A good pantry cleanout often leads to a wide range of unused items, everything from pumpkin pie filling from Thanksgiving to the healthy version of crackers you promised yourself you were going to eat. Most of the time, tossing away food that's gone past its best-by date is ideal since you don't want to risk becoming ill or ruining a fabulous recipe with ingredients that are just no longer tasty.

Yet, there are some items, like flour, when you don't know if they are okay to use just by glancing at them. However, even if it doesn't look like it, small changes in the texture and quality of flour can change. It's also possible to mold or become a haven for insects if it's sitting too long, especially exposed. Should you use it, assuming you don't see anything in it? This depends on various factors, including the type of flour and how you've stored it. That big bag of flour you meant to use during the holidays could be okay in some situations, but there are some risks to keep in mind.

Check the smell of old flour and use sparingly

Your first step is to determine the wording on the actual flour container. If it says "best by," that typically means the quality of the product will deteriorate beyond that timeframe. If it says "sell by," the store should remove it from its shelves and not sell it to consumers as the quality is likely impacted. A use-by date tends to be more stringent, meaning you really should toss it after that point. Flour exposed to air long, moisture, or pests could be at high risk and shouldn't be kept (via CNET).

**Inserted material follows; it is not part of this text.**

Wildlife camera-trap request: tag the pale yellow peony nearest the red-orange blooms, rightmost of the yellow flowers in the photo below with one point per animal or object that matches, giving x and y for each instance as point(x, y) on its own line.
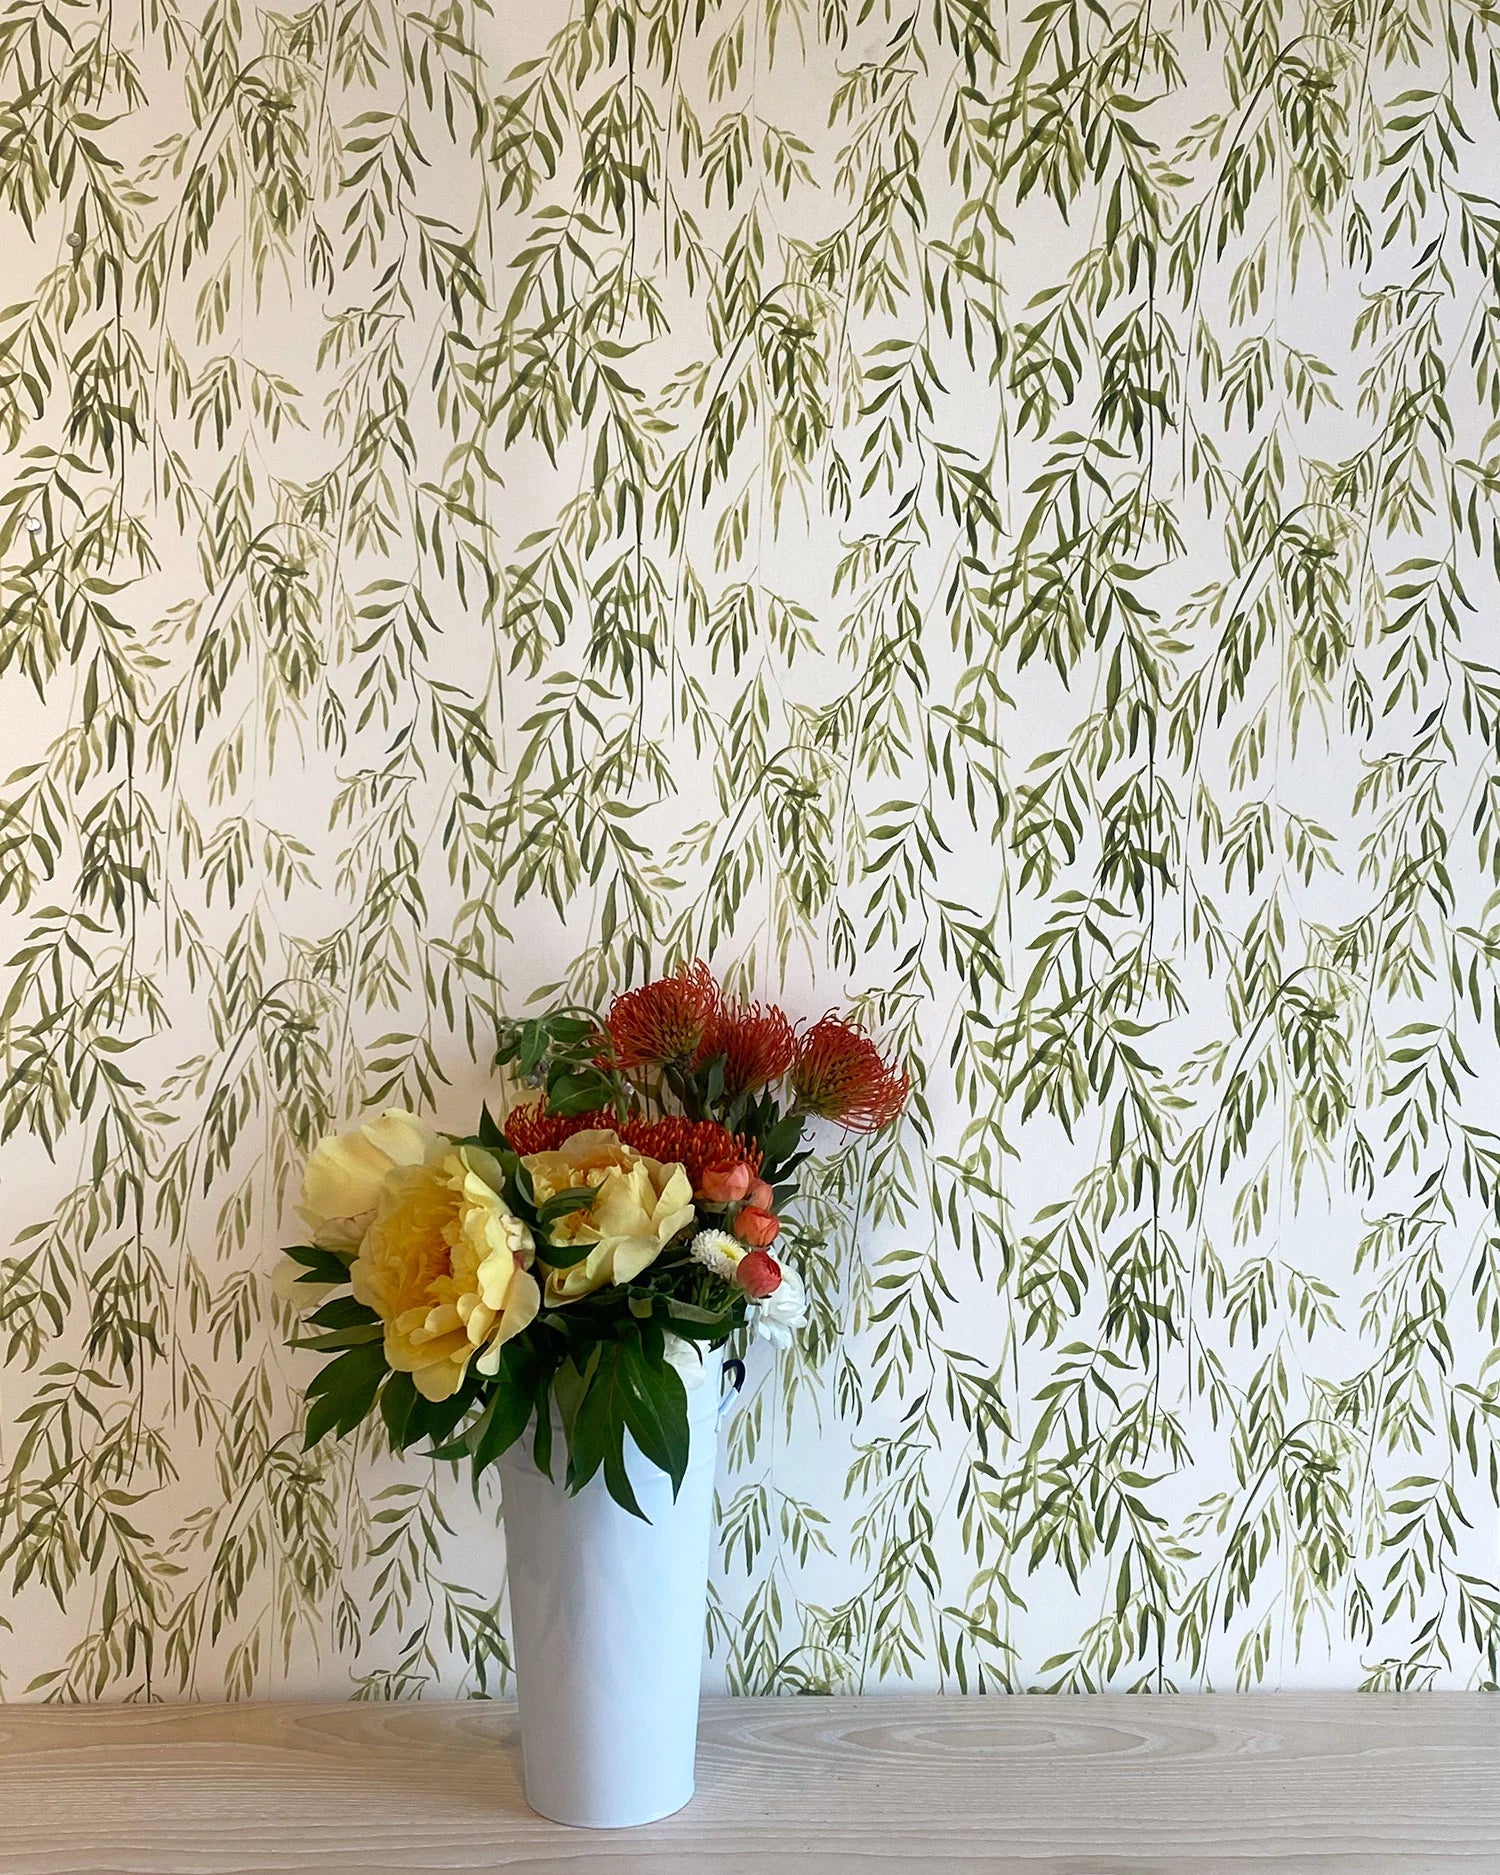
point(640, 1208)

The type of flour matters. Self-rising, cake, pastry, and all-purpose flours, called refined white flours, should not be used if they are gray or yellow in color or if you notice any moist lumps. Don't use it if it smells sour, either. Whole grain flours are those that maintain the germ and bran when milled and include buckwheat, white whole wheat, and whole wheat flours. These tend to need better air-tight storage to last, per King Arthur Baking. Since it's more challenging to decipher if they can be eaten simply by looking at them, a good rule of thumb is to get rid of whole grain flours if there's any unpleasant odor or they taste off. As expected, don't use these past the use-by date, as they could have spoiled.

The bottom line is you can use older flour if it doesn't look or smell strange, but it's probably best not to make a habit of it as this may sacrifice the flavor and performance of the ingredient.